Essentially, IoT (Internet of Things) devices represent a small initial investment that will pay for itself in time. Switch out fluorescent lighting for LEDs that turn off when no one’s there.
Similarly, IoT devices can be put to work managing the environment of a given office. Automated cleaning devices like the Roomba can reduce your need for custodial staff.
Leverage available technology against known needs. There will be an initial investment, but if you keep at it, inside a few years you’ll recoup that investment and operate at a reduced cost more efficiently such that not only is your business more environmentally friendly, it has a more effective budget as well.
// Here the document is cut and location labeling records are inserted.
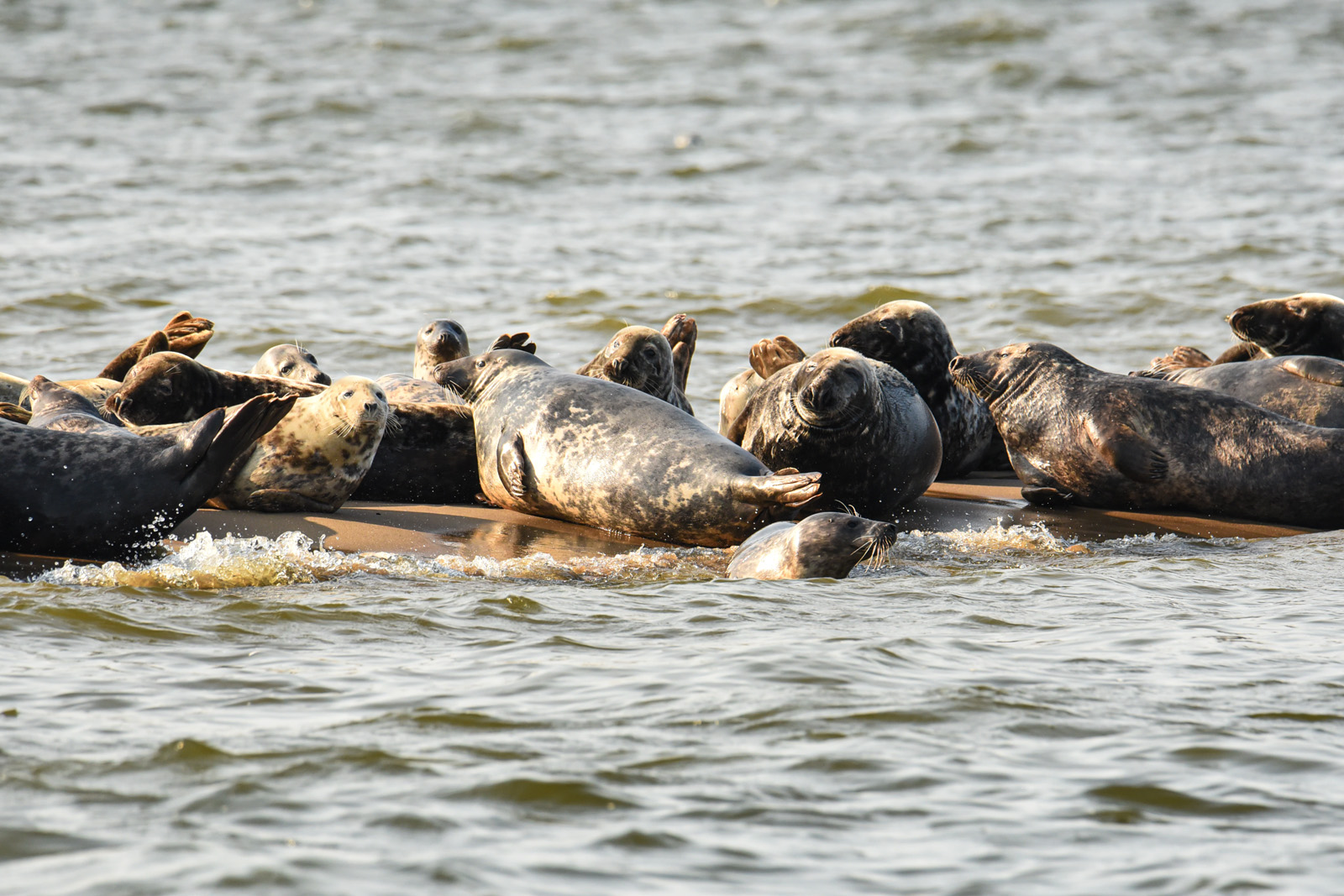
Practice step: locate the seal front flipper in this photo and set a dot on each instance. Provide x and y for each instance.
(512, 465)
(1047, 496)
(786, 486)
(1128, 452)
(1316, 369)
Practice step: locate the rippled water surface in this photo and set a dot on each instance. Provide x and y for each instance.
(987, 712)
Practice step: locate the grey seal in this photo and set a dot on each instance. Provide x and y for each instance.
(911, 338)
(598, 453)
(113, 495)
(316, 457)
(640, 358)
(1307, 389)
(855, 419)
(822, 546)
(1077, 434)
(293, 363)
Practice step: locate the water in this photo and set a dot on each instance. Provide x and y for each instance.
(988, 712)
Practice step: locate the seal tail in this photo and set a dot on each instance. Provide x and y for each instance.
(213, 445)
(786, 488)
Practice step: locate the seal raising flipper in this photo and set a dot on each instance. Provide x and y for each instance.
(1128, 452)
(784, 488)
(512, 464)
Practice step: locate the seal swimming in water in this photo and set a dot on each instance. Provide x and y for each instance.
(1307, 389)
(1077, 434)
(293, 363)
(822, 546)
(438, 342)
(855, 419)
(586, 450)
(911, 338)
(108, 496)
(316, 457)
(640, 358)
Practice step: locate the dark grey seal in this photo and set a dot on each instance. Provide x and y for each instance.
(111, 493)
(608, 456)
(913, 338)
(293, 363)
(855, 419)
(1077, 434)
(1307, 389)
(640, 358)
(824, 546)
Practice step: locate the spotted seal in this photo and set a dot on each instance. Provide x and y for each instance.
(1301, 387)
(316, 457)
(292, 362)
(438, 342)
(586, 450)
(1077, 434)
(824, 546)
(855, 419)
(766, 356)
(911, 338)
(112, 496)
(640, 358)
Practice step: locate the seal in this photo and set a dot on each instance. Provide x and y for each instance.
(313, 459)
(1303, 324)
(586, 450)
(111, 496)
(640, 358)
(1077, 434)
(168, 387)
(913, 338)
(292, 362)
(824, 546)
(857, 421)
(1307, 389)
(438, 342)
(766, 358)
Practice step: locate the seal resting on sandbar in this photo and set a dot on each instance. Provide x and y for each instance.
(1307, 389)
(855, 419)
(292, 362)
(913, 338)
(316, 457)
(1077, 434)
(640, 358)
(823, 546)
(591, 452)
(112, 495)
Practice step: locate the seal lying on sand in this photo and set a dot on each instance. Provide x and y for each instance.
(1307, 389)
(316, 457)
(822, 546)
(293, 363)
(766, 358)
(438, 342)
(913, 338)
(855, 419)
(1104, 439)
(1303, 324)
(591, 452)
(640, 358)
(108, 496)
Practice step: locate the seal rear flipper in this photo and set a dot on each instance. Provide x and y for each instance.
(786, 486)
(1316, 369)
(1047, 496)
(1128, 452)
(512, 465)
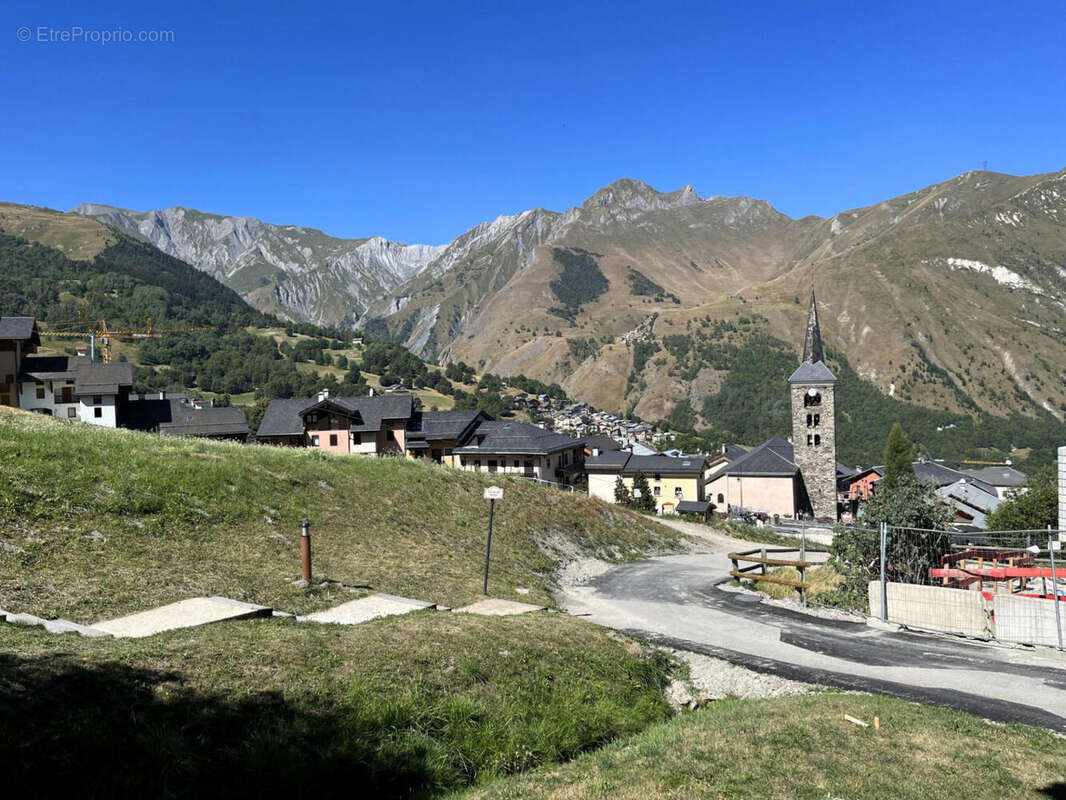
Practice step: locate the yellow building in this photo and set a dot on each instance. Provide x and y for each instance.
(672, 480)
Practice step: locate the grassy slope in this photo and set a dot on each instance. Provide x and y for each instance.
(399, 707)
(802, 747)
(95, 523)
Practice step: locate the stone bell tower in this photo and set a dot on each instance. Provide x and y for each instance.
(813, 421)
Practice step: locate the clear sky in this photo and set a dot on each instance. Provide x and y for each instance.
(416, 121)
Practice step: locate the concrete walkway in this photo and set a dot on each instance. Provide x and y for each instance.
(365, 609)
(181, 614)
(674, 601)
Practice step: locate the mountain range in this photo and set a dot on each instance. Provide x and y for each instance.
(950, 297)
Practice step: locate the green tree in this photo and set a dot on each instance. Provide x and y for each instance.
(646, 501)
(917, 538)
(1034, 506)
(899, 459)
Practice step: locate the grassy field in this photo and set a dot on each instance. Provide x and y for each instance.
(401, 707)
(802, 747)
(96, 523)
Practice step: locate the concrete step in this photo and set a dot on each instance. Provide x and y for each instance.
(367, 608)
(26, 620)
(184, 613)
(65, 626)
(495, 607)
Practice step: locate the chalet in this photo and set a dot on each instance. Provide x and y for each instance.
(372, 426)
(179, 416)
(1003, 478)
(676, 483)
(435, 434)
(59, 385)
(522, 449)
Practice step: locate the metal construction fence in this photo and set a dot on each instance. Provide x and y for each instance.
(1004, 586)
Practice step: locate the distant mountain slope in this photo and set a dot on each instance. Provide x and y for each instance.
(55, 266)
(950, 297)
(297, 272)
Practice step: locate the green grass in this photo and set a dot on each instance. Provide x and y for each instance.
(802, 747)
(401, 707)
(96, 523)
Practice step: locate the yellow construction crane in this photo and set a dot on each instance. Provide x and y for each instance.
(98, 331)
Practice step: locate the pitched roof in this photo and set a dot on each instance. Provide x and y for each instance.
(173, 417)
(812, 372)
(102, 379)
(442, 426)
(284, 417)
(773, 458)
(90, 379)
(19, 329)
(619, 461)
(999, 476)
(506, 436)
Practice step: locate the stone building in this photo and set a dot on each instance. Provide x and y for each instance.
(812, 389)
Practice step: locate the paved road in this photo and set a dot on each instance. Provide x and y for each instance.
(674, 601)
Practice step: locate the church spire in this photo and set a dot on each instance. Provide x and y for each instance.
(812, 342)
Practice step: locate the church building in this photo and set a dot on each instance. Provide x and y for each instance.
(797, 478)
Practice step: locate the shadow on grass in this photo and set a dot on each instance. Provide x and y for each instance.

Reduce General Electricity Costs for Energy Efficiency
At the following link, you can explore the electricity rate of varying energy providers in Texas. Finding sites like this if you’re not in Texas can be quite helpful.
You may be surprised to find that there are many more cost-effective options out there than whatever default solutions have been used by a given company for years.
For some businesses, what makes sense is going the “green” route. For others, it makes more sense to be financially efficient with energy acquisition and go with what options are least expensive. Both are forms of efficiency; which best resonates with your business will depend greatly on your brand and your budget.
Phase Out Grid Dependence With Alternatives When Feasible
If you’re a small business with ten employees working in an office you own, you could, for around $20k or $30k, install solar panels, small-scale wind turbines, and if you’ve got running water nearby, even a water turbine. Supplement with a gas generator for when there’s no wind, no sun, or the river freezes.
Properly purchased and installed, within a decade, grid-independent energy systems will pay for themselves. It will take a few years, though.
Also, there may be legal restrictions on things like wind turbines locally. What might make sense is a slow transition. You’ll need a battery array—a few dozen golf cart batteries networked together will work—and surge controllers.
There’s a high DIY element at play here, and it will save you a few thousand dollars. However, if you’re able to decentralize operations to remote productivity through BYOD protocols, this measure will save you less money. Remote outsourcing will reduce everybody’s costs substantially. So weigh the pros and cons to find your balance.
If you can phase out grid dependence utilizing “smart” lighting, IoT, solar panels, wind turbines, water turbines, and on-site generators for when those sustainable alternatives are inoperable, that will increase energy efficiency and save money. But if you can just have everybody work from home except for a skeleton crew, that saves even more.
Optimal Efficiency Preserves Budgets
Phasing out grid dependence can save you money and increase energy efficiency. General reduction of electricity costs also saves and can be done as simply as switching your energy provider. “Smart” lighting incorporating IoT solutions is also helpful.
Remote infrastructure may be the most energy-efficient and cost-effective move of all. Explore your options, your budget, and your community to see what makes the most sense, then apply those solutions that fit your particular situation.